Baiwei sorriu levemente: “Claro, isso também faz parte do acordo.”
Assim sendo, mais cedo ou mais tarde...
“Mas você também precisa cumprir sua parte.” Baiwei interrompeu lentamente as expectativas de Uru, fazendo seu coração afundar. “Já demonstrei minha sinceridade, agora é sua vez.”
Uru respirou fundo. Sua parte no acordo era ajudar Baiwei a encontrar o paradeiro de outro fragmento de cadáver.
“Sem problemas... Mas já adianto uma coisa.” Uru disse friamente. “Se for para um lugar perigoso demais, não vou.”
“Por exemplo?”
“Se quiser ir direto ao escritório do Bispo Corri.” Uru respondeu com voz grave. “De jeito nenhum eu vou.”
“Claro, nem eu quero.” Baiwei sorriu. “Aliás, você é interessante: ameaça me entregar à catedral oeste, mas, ao mesmo tempo, evita qualquer contato mais próximo com ela. Não acha contraditório?”
Uru lançou um olhar profundo ao dedo médio erguido da mão esquerda, mas não disse mais nada. Deitou-se para dormir.
Mesmo assim, o sono foi inquieto. Desde que saiu de Betan, uma sensação intensa de inquietação o envolvia, especialmente ao saber que metade de seu corpo estava sob o controle de Baiwei. Isso só piorava sua ansiedade. Mal conseguia dormir: a cada cochilo de poucos minutos, acordava sobressaltado e fixava o olhar em sua mão esquerda.

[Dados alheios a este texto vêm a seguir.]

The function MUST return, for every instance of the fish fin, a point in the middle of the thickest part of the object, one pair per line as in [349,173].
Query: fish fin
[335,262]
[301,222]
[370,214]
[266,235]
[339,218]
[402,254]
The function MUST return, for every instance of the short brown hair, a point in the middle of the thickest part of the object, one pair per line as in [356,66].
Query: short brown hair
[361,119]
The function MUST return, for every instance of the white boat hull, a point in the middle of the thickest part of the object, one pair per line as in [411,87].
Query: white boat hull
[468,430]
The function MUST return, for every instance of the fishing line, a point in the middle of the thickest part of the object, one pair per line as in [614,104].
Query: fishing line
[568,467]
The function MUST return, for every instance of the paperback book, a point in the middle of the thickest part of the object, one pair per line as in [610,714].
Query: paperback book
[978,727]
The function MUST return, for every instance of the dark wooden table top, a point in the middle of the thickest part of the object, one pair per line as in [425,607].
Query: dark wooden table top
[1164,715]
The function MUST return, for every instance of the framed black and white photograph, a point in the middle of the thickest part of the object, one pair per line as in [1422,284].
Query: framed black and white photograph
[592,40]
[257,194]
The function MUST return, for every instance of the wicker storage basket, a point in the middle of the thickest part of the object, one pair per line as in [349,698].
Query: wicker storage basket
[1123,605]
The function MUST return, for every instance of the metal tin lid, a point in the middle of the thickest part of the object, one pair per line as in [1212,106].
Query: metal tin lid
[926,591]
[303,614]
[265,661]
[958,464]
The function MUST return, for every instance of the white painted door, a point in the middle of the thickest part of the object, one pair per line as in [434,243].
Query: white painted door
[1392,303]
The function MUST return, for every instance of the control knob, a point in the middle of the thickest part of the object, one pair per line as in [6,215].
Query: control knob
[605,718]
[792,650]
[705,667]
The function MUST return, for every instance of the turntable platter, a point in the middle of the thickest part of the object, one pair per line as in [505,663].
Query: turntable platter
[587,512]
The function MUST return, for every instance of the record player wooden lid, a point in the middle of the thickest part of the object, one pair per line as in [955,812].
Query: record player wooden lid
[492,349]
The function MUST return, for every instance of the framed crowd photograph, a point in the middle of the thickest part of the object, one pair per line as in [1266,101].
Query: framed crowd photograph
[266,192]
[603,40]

Apenas depois de se certificar de que a mão não se moveria sozinha, e de que a alma de Vissas parecia adormecida, conseguia voltar a dormir. Mas logo acordava novamente, e o processo se repetia cinco ou seis vezes, até que, exausto, finalmente adormecia profundamente.
Foi então que “Uru” se sentou na cama.
Embora só pudesse controlar metade do corpo, isso bastava para se sentar.
Baiwei abriu o olho esquerdo (ainda não conseguia controlar o direito), observando com interesse sua mão esquerda — antes, via o mundo apenas pela perspectiva do dedo médio esquerdo, mas agora, olhando para a mão de modo normal, sentia-se satisfeito.
Ao mesmo tempo, prestava atenção à própria respiração. O ar não muito limpo entrando nos pulmões lhe proporcionava uma sensação vívida de estar vivo.
Só ao perder o corpo percebia o valor de tudo que antes ignorava: poder respirar normalmente já parecia um privilégio, poder ver o mundo com os próprios olhos algo precioso.
Mas em breve, teria isso de volta.
Baiwei virou levemente a cabeça para a esquerda, encarando a parede — que, na verdade, apontava para a direção da Catedral Oeste de Rhein.
Era como se pudesse ver através daquela parede, enxergando, não tão longe dali, seu próprio olho na catedral, ansioso para voltar ao corpo do dono.
Faltava pouco, muito pouco.
Aquele olho logo retornaria ao verdadeiro dono.
Mas Baiwei não levantou apenas para respirar um pouco de ar fresco ou encarar a direção de seu olho. Não estava assim tão entediado.
Controlando metade do corpo, pegou da bagagem de Uru um exemplar do “Pacto Sagrado de Rhein”, presente de um dos sacerdotes da igreja durante o dia.
Colocou o livro sobre o criado-mudo, garantindo que Uru o visse assim que acordasse. Em seguida, abriu na primeira página, que narrava a origem de Rhein.
Primeiro capítulo, primeiro artigo do “Pacto Sagrado de Rhein”: O grande Deus de Rhein desceu ao mundo sofredor, dividiu sua força e vontade entre quatro fiéis devotos, para que divulgassem a luz do Senhor e protegessem a humanidade.
Abaixo havia uma ilustração.
Com asas brancas, expressão sagrada e sem gênero, o Deus de Rhein pairava no ar, como se fosse abraçar o mundo.
A seus pés, quatro meninos ajoelhados em adoração — os chamados Discípulos da Origem, que se tornaram bispos das quatro grandes catedrais de Rhein, detentores do poder divino, espalhando a luz de Rhein pelo mundo.
Essa imagem era conhecida como “A Origem” em Rhein: o ponto de partida de tudo. Todo fiel, ao vê-la, devia imediatamente prostrar-se e banhar-se na luz do Senhor.
Porém, Baiwei não se importou nem um pouco. Fitou a imagem e, de repente, sorriu.
“Discípulos da Origem...” comentou, com indiferença. “Não passam de...”
“Quatro escravos sexuais de Rhein, e nada mais.”